Arteriyel hipertansiyon varlığında, deneysel veriler biraz uyumsuz gibi görünmektedir, böylece genel olarak endotelin seviyeleri normotansif hastalarda bulunanlarla örtüşebilir. Bununla birlikte, genel olarak, ET-1 seviyeleri, ileri derecede hipertansiyonda, muhtemelen hipertansiyona bağlı vasküler komplikasyonlar nedeniyle daha yüksektir.

Endotelin reseptörleri

Eylemlerini gerçekleştirmek için endotelin, en az iki farklı reseptör alt tipi ile etkileşime girer:

  • ET-A:
    • HİPERTENSİF ETKİ → vazokonstriksiyon, kalbin kasılma kuvveti ve aldosteron kan konsantrasyonu, sodyum tutulumu ile sonuçlanır
    • ET-1 için yüksek afinite ve ET-2 için daha az oranda
    • başlıca vasküler düz kasta ifade edilir
  • ET-B:
    • HİPOTENSİF ETKİ → bu reseptörlerin uyarılması - nitrik oksit üretimindeki artışa bağlı olarak - endotelinin vazokonstriktif ve mitojenik etkilerini modüle etme (sönümleme) amacıyla vazodilatasyona neden olur
    • üç izoform için eşit afinite
    • ağırlıklı olarak endotel ve düz kas hücrelerinde eksprese edilir

Üçüncü tip bir reseptörün varlığı da önerilmiştir.

  • ET-C:
    • HİPOTENSİF ETKİ
    • ET-3 için yüksek afinite
    • esas olarak sinir sistemi düzeyinde ifade edilir

Endotelin ve antihipertansif ilaçlar

En azından geniş anlamda, endotelinin biyolojik rolü, araştırmacıların çabaları, ET-A reseptörüne bağlanmayı bloke edebilen ilaçların sentezlenmesine veya ECE enziminin aktivitesini bloke ederek sentezini azaltmaya odaklanmıştır. 1 ( Endotelin dönüştürücü enzim ); Her iki durumda da, ilacın amacı, endotelinin hipertansif vazokonstriktör etkisini, böylece hipertansiyon tedavisinde ve özellikle böbrek düzeyinde önleyici komplikasyonların önlenmesinde çok yararlı ilaçlar elde etmektir.
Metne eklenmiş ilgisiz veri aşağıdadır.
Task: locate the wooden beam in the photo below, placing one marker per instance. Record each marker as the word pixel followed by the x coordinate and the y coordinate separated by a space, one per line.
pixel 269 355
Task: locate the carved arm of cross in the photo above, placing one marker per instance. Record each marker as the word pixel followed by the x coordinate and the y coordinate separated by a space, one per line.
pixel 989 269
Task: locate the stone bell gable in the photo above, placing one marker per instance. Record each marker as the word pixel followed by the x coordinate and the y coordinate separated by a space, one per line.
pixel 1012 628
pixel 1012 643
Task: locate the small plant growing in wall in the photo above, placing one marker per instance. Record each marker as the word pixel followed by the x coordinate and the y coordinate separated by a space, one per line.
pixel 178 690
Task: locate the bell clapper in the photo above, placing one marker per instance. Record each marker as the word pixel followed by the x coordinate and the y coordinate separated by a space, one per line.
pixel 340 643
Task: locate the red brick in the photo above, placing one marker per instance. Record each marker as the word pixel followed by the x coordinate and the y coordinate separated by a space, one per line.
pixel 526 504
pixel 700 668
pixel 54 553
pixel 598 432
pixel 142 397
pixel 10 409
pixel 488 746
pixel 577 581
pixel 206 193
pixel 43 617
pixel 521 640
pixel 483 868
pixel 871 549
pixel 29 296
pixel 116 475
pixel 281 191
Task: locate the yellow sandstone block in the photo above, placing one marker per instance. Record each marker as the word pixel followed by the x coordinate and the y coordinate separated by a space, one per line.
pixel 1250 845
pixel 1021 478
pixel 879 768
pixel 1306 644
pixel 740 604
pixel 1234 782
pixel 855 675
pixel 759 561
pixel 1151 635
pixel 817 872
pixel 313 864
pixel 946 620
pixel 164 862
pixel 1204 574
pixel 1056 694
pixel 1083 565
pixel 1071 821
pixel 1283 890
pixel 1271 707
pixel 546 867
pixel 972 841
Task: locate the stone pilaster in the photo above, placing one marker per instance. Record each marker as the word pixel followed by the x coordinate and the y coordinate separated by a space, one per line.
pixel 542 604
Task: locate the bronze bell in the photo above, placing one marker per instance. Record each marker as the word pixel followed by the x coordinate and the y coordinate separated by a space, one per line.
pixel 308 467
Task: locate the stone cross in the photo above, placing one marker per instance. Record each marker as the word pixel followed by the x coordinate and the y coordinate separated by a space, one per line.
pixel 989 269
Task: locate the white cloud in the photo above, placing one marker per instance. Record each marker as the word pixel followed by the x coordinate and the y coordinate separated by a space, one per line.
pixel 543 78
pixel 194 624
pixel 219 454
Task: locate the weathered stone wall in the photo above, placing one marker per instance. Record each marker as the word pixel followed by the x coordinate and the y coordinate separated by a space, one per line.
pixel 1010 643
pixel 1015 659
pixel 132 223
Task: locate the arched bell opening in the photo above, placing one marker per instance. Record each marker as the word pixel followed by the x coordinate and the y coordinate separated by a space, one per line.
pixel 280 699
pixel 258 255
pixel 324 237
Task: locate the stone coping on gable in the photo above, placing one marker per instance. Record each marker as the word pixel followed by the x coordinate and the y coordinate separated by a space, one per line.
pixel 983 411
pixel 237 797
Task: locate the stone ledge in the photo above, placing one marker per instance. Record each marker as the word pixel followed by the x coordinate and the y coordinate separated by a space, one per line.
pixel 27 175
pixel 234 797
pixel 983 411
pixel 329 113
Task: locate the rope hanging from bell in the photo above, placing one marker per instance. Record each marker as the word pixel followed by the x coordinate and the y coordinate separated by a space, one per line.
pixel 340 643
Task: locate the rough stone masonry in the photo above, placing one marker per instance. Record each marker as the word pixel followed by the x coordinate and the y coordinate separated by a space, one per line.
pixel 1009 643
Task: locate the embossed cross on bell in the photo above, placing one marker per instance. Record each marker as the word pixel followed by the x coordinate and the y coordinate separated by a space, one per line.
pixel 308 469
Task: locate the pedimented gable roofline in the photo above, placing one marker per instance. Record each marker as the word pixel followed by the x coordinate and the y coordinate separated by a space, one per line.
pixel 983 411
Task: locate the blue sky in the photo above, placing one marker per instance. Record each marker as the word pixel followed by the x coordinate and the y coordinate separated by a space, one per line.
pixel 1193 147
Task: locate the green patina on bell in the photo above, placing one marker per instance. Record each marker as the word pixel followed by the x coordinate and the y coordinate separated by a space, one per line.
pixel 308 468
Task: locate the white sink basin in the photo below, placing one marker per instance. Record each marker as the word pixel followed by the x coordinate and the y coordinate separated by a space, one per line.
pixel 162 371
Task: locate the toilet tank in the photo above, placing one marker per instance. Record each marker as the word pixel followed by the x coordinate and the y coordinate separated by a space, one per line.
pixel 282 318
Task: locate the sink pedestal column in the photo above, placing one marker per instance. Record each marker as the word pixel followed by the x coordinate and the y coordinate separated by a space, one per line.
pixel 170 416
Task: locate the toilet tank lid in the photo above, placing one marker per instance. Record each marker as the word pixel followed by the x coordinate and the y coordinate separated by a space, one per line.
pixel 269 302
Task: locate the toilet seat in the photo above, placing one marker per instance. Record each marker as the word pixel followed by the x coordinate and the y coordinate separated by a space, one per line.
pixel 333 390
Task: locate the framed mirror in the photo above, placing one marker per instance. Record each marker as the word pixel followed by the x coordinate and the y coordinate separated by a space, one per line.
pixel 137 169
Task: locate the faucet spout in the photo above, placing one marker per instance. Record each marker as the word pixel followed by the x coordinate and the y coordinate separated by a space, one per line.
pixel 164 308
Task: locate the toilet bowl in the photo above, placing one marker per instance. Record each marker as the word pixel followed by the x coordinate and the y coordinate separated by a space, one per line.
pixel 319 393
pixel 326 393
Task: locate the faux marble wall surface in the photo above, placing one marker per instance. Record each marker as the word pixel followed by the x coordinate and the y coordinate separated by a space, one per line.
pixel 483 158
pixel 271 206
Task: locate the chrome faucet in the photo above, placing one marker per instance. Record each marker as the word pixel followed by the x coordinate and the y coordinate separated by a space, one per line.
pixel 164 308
Yakın zamanda girilen bir ilaç, oral olarak alınan ve pulmoner arter hipertansiyonunun tedavisinde kullanılan bir çift reseptör antagonisti ETa ve ETB olan bosentandır. Ambrisentan ve sitaksentan gibi diğer ilaçlar, ETa reseptörünün seçici antagonistleri gibi davranır.